Another Kubert cover graces #49, featuring a scene that suggests events that are referred to within...more of a metaphorical image, I guess. Tony Bedard takes over writing duties and the art is handled by Carlos Magno and Jay Leisten, names I've never heard but they do a nice job. Jimmy Olsen displays some unexpected abilities in Arkham Asylum and avoids being eaten by Killer Croc. The Monitors argue amongst themselves and we learn that Jason Todd, Kyle Rayner (a Green Lantern), and Donna Troy (originally known as Wonder Girl) are "cosmic mistakes." Karate Kid and Red Arrow trade insults. Trickster and Pied Piper do a dirty deed to get back into the Rogues with doublecrosses aplenty. And Mary Marvel comes face to face with Black Adam. Dan Jurgens also starts a backup feature on the "History of the Multiverse." Again, a good solid DCU comic.

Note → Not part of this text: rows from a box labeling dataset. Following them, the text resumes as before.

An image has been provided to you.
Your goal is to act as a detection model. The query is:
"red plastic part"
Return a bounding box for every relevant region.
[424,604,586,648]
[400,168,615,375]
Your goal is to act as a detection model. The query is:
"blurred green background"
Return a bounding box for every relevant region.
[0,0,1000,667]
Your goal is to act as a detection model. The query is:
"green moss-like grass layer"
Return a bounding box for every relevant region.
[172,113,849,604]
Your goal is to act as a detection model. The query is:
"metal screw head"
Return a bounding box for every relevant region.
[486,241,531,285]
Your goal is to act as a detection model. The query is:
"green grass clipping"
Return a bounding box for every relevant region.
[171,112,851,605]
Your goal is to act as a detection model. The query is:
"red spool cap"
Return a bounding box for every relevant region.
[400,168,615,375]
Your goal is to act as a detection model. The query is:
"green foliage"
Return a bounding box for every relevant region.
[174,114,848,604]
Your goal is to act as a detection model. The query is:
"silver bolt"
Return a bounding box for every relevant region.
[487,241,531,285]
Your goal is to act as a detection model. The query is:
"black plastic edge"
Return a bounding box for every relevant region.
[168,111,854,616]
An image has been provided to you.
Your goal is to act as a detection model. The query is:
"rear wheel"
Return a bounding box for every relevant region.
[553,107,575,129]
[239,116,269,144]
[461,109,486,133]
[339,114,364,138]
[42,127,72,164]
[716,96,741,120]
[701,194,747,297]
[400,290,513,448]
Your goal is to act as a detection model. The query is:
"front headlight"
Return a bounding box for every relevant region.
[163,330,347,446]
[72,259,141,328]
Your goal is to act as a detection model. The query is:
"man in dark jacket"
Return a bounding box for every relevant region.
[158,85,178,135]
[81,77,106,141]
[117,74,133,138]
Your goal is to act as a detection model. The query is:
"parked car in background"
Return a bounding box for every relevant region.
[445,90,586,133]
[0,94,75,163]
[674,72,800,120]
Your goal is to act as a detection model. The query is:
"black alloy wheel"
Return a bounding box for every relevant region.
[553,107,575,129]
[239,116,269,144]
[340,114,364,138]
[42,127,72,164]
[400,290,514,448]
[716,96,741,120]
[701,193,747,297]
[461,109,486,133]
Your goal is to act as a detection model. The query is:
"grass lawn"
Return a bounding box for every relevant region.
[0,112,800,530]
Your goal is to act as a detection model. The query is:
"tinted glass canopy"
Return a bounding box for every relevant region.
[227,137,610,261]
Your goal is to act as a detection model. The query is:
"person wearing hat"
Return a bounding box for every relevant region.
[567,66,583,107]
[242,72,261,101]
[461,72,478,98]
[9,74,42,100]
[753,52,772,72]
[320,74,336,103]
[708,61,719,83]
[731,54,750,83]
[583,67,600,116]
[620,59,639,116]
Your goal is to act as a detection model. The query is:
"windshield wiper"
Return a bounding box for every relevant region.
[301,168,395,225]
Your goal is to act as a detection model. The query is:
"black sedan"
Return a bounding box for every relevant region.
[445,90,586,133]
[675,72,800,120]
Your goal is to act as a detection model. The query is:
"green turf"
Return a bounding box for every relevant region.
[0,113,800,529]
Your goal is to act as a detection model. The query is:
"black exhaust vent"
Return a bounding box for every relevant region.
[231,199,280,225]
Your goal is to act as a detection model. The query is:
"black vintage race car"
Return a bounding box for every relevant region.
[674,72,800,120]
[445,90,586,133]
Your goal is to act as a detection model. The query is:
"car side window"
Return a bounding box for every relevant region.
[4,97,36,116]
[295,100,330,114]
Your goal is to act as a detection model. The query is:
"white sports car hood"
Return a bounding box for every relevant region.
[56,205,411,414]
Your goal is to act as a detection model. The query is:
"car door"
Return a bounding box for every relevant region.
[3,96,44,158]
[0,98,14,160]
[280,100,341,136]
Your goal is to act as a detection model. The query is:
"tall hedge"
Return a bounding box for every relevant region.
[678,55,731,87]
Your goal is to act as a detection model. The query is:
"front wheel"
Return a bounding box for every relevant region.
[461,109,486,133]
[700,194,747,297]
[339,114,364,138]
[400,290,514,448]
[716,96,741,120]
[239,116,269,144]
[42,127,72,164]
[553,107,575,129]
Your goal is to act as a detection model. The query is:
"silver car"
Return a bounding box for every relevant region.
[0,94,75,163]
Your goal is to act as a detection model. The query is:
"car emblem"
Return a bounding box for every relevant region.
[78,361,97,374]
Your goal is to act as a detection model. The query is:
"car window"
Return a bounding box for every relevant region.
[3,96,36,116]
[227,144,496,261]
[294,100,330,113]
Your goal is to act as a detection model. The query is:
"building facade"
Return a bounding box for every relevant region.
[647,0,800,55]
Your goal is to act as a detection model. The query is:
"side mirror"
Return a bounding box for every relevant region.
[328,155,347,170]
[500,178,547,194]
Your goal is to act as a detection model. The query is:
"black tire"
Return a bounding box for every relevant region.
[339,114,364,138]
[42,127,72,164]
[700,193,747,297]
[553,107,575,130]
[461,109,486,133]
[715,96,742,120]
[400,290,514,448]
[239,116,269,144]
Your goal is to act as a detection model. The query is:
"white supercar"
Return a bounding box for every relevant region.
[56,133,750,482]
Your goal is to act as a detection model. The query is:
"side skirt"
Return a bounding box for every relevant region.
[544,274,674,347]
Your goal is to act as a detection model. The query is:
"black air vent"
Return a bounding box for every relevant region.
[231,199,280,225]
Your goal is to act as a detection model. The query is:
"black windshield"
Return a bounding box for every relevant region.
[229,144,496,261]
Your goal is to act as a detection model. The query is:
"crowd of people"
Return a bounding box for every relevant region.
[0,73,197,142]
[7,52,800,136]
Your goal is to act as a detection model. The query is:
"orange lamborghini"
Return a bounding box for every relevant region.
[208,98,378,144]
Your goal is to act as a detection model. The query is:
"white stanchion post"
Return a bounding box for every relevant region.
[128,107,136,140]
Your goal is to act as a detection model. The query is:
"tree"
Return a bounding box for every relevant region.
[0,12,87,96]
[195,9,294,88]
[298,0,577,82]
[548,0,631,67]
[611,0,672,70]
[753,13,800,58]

Finally, I read #48. It picks up with Mary Marvel (momentarily, at least) avoiding being killed by Black Adam. Jimmy Olsen heads out to cover trouble and demonstrates another unexpected ability. Jason Todd catches up with Donna Troy and talks to her about living on borrowed time. Karate Kid has a conversation with addled Legion of Super-heroes teammate Star Boy (now a member of the JSA). The New God known as Lightray falls from the sky and Superman is unable to discover why...and then discovers that Lightray is dead. Writer Adam Beechen keeps up the quality and the art team of David Lopez and Don Hillsman (with Alvaro Lopez) is another solid one, as is the Andy Kubert cover. Mysteries abound and I plan to keep reading...look for a post on #47 and #46 later in the week!